Many data science approaches are predicated on finding relationships among variables and using them as the basis for statistical outputs, and these are clearly susceptible to changes in those relationships. These procedures also need robustness to be effective when situations are unusual.

At first sight it may seem that different methods or models should be used in downturns to cope with the changes in relationships. However, this would require a crystal ball to know when, for example, a downturn was happening (or about to happen), to know when to change methods. Even determining which are the right periods to upweight in a training data set is not obvious…what is the reach of a downturn?
 

The current COVID-19 related downturn is an opportunity to gather data which can form the basis of further research into robustness of different methods and stability of relationships between different variables.

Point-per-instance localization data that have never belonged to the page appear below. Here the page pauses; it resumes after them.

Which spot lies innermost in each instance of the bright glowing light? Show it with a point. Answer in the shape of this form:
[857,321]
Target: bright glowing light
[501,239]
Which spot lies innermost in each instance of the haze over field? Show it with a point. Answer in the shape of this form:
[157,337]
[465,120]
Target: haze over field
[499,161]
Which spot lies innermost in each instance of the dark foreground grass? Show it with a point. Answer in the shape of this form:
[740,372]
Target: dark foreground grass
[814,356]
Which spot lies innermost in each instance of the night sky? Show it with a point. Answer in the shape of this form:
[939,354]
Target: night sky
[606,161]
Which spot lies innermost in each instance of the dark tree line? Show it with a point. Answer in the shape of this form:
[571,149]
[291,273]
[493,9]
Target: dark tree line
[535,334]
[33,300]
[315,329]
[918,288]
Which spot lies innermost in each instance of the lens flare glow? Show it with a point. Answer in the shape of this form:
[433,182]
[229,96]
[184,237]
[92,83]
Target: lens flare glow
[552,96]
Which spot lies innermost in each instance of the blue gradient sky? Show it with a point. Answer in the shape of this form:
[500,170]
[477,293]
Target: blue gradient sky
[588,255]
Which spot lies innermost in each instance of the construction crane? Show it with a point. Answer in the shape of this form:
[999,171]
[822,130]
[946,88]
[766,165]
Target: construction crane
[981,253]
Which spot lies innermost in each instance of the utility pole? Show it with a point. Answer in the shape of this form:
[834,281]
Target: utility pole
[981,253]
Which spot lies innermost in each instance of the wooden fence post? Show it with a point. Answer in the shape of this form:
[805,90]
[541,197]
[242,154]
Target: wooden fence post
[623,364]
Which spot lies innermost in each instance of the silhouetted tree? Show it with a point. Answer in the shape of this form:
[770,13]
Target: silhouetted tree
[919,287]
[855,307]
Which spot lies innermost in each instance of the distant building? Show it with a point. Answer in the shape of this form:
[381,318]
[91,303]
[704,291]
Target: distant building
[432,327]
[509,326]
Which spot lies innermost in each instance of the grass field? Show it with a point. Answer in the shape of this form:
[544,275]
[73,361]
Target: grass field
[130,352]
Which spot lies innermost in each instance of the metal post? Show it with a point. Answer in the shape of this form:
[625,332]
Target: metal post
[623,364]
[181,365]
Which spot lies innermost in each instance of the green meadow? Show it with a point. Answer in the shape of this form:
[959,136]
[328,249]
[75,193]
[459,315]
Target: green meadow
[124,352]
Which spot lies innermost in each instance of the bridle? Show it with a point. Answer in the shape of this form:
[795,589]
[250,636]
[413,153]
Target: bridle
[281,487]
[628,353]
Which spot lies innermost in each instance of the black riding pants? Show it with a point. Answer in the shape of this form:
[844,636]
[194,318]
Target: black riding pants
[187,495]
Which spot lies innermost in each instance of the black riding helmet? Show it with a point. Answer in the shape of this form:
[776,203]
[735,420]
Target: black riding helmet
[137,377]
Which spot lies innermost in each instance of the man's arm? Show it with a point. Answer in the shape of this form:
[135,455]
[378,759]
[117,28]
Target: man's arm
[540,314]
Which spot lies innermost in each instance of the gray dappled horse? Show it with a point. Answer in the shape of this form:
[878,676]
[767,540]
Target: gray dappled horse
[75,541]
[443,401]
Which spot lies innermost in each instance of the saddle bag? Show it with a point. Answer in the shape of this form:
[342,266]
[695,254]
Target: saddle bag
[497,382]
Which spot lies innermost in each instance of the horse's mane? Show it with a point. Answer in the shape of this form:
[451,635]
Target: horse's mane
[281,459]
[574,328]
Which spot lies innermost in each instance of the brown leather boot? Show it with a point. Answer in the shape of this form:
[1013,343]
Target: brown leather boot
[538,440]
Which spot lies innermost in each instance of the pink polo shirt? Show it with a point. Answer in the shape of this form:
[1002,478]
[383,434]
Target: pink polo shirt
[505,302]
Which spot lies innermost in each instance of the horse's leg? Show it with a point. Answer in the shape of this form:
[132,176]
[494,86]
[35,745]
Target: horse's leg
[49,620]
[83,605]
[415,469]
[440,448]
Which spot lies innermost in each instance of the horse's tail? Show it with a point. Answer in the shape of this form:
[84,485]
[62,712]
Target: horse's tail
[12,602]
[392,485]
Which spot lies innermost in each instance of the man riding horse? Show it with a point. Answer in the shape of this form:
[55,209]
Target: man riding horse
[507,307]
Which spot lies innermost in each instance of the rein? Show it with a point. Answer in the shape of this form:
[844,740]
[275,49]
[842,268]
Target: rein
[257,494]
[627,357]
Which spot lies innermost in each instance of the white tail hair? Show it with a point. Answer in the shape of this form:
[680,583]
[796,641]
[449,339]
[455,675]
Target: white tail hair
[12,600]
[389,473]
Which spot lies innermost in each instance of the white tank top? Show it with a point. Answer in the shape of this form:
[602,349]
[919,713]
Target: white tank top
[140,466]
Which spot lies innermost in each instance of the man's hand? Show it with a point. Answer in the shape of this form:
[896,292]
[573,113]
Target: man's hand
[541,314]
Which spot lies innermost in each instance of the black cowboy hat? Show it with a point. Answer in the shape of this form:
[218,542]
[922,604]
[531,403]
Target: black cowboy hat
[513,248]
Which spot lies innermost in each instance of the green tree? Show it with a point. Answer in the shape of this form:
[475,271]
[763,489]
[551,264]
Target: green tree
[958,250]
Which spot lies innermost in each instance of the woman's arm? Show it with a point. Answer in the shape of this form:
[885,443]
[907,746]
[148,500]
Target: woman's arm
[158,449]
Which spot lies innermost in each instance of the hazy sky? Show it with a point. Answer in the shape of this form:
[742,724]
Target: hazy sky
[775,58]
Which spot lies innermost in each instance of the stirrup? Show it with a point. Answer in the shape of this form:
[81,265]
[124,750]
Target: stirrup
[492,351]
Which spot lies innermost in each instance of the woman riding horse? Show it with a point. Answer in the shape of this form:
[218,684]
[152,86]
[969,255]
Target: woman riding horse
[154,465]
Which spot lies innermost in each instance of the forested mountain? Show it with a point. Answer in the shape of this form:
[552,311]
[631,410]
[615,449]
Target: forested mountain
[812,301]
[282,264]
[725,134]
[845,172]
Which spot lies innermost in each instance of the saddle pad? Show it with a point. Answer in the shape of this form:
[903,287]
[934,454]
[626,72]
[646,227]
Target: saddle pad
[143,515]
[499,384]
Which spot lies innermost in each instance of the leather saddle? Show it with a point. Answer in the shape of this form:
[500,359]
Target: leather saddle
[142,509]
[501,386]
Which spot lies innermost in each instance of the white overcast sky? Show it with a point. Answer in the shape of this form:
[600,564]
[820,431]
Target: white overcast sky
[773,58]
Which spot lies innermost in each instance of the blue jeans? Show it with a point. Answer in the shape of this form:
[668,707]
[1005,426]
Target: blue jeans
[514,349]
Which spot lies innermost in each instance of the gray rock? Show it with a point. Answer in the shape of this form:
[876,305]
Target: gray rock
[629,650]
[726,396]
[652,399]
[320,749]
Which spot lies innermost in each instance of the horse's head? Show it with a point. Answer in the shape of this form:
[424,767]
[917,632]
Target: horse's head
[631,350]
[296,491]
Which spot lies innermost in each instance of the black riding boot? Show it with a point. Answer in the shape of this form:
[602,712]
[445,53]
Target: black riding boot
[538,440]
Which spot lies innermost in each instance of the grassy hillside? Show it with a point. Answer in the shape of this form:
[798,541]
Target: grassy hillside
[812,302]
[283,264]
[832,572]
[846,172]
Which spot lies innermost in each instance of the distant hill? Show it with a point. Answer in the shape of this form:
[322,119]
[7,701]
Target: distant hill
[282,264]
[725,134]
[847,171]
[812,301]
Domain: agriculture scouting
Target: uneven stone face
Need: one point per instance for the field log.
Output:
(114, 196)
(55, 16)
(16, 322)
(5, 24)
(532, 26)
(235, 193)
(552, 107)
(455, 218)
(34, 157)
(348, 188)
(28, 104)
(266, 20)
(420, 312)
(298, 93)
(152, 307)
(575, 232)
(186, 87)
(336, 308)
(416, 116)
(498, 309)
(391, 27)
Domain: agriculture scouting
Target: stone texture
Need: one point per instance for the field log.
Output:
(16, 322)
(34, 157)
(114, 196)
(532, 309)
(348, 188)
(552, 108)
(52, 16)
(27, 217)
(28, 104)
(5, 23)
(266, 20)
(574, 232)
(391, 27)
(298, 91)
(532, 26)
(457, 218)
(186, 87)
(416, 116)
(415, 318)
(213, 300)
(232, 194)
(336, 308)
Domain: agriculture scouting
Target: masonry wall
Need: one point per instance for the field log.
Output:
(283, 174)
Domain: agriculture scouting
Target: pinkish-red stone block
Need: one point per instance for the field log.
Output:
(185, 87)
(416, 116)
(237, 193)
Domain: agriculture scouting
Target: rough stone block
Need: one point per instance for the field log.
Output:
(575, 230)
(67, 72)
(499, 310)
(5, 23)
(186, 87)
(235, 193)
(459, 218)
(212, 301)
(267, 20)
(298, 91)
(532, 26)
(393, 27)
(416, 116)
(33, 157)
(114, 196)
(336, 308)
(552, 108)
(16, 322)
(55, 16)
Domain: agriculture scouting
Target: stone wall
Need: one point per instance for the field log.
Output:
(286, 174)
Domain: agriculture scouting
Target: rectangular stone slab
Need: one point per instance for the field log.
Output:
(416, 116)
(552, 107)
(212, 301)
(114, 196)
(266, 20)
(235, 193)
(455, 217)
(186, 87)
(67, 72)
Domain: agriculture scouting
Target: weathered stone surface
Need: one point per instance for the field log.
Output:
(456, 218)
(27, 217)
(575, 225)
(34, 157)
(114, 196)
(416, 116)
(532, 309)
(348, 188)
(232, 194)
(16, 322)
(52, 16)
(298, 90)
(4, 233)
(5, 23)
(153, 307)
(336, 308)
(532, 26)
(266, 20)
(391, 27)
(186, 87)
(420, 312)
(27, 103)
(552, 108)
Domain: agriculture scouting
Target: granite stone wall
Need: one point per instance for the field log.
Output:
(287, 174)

It would be helpful to distinguish between intrinsic (‘causal’) and statistical relations, as the former should be more robust to changes. Now there is an opportunity - not existing in 'normal' times - to gather empirical evidence and learn. To further their knowledge of business operations, survey methodologists are likely to benefit by collaborating with business economists and experts in business functions.
 

Research on the way methods perform in measuring downturns is not sufficiently prioritised

Interest in measuring downturns is strongest when we are in one, as then official statistics outputs are of particular and wide interest. But efforts during a downturn are focused on outputs, not methodological investigation. Once a downturn has ended, the priority is reduced and investigations are not followed through, so research on the performance of methods during downturns is sparse.

AvanDelden

Comment on:
23/09/2021 13h47

Thanks for initiating this useful discussion with respect to the effects of COVID-19 on the methodology producing official statistics. At Statistics Netherlands, we tried to anticipate which effects an economic downturn due to COVID-19 might have for the production of different business statistics. Such an analysis was not available yet at our office. I was involved in a group looking into effects on the short-term business statistics (STS). We looked into different processes of making the STS, from input (the response fractions), throughput (editing, imputation, analysis) to output (e.g. making timelier output). We worked on various adaptations, for instance on the editing an imputation process. So far, we were using a score function for selective editing where units with a large or small growth factors (period-to-period, or year-on-year) lead to extreme values of the score function; those units are passed on to manual editing. However, in COVID-19 many businesses had a an extreme growth rate and therefore this score function was not so informative anymore. We therefore developed a new, alternative score function. We also made adaptations to other processes. For instance we computed alternative imputation values, making use of a newly available data source. Furthermore, we intensified our analysis stage which is used to validate the results: we added a large number of checks on the outcomes. From 14-17 September 2021 there was an European Establishment Statistics Workshop (EESW21) where this work was presented. The programme and the abstracts can be found at https://statswiki.unece.org/display/ENBES/EESW21+Programme, the accompanying papers will be available by end of October.
I believe that it would have been very useful when experiences from different countries / NSIs were available on the robustness of methodological steps to economic downturns and on how to improve this robustness. That could assisted NSIs to make their processes more robust. To give an example of this usefulness, at the same EESW21 workshop there was a session on the effect of COVID-19 on seasonal adjustment. Different NSIs were struggling with similar issues and the exchange of ideas of how to make use of certain types outliers to improve the seasonal adjustment was very useful.
The COVID-19 crisis was not the first economic downturn and it will very likely not be the last one. It would therefore be very useful when more research is being done in how various methodological steps can be made more robust for the more extreme situations.